I wonder if flashattention
is used under torch.compile
. Is there an option to make torch.compile
disabled flashattention
Take a look at this tutorial (Beta) Implementing High-Performance Transformers with Scaled Dot Product Attention (SDPA) — PyTorch Tutorials 2.0.0+cu117 documentation
Specifically take a look at the backend_map
dict, pass them in to an sdp_kernel
context manager and then torch.compile
your model within that scope to disable
But to answer your first question, yes I believe it is enabled by default now with or without torch.compile
Thank you for your reply.
I didn’t use torch.nn.functional.scaled_dot_product_attention
and torch.nn.MultiheadAttention
, I used the self-attention structure of transformers, looks like this:
mixed_query_layer = self.query(hidden_states)
query_layer = self.transpose_for_scores(mixed_query_layer)
key_layer = self.transpose_for_scores(self.key(hidden_states))
value_layer = self.transpose_for_scores(self.value(hidden_states))
attention_scores = torch.matmul(query_layer, key_layer.transpose(-1, -2))
attention_scores = attention_scores / math.sqrt(self.attention_head_size)
attention_probs = nn.functional.softmax(attention_scores, dim=-1)
context_layer = torch.matmul(attention_probs, value_layer)
context_layer = context_layer.permute(0, 2, 1, 3).contiguous()
new_context_layer_shape = context_layer.size()[:-2] + (self.all_head_size,)
context_layer = context_layer.view(new_context_layer_shape)
I wonder if torch.compile will use flash attention in this case?

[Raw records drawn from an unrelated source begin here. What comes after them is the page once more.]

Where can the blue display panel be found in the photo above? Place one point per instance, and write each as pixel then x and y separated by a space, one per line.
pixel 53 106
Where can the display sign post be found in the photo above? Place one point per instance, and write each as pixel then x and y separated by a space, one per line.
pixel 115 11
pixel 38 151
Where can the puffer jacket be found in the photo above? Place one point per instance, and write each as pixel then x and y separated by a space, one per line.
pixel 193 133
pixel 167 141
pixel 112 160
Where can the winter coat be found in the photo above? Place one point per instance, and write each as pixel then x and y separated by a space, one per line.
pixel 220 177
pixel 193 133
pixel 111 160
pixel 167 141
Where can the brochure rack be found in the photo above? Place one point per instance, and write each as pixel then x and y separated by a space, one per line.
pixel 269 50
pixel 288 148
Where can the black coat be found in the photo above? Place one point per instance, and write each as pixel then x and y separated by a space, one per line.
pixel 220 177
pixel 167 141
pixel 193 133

Is it possible to find the generated triton code locally
cc @drisspg who might know how to generate the triton kernels - I know how to do this for inductor only
@dancedpipi, torch.compile() does not generate flash or memory-efficient kernels at this point. They are custom kernels that get called for now if you are using torch.nn.functional.scaled_dot_product_attention
or torch.nn.MultiheadAttention
.
Does that mean that if I don’t use torch.nn.functional.scaled_dot_product_attention
or torch.nn.MultiheadAttention
and only use torch.compile, it won’t use flash attention or memory-effective kernel?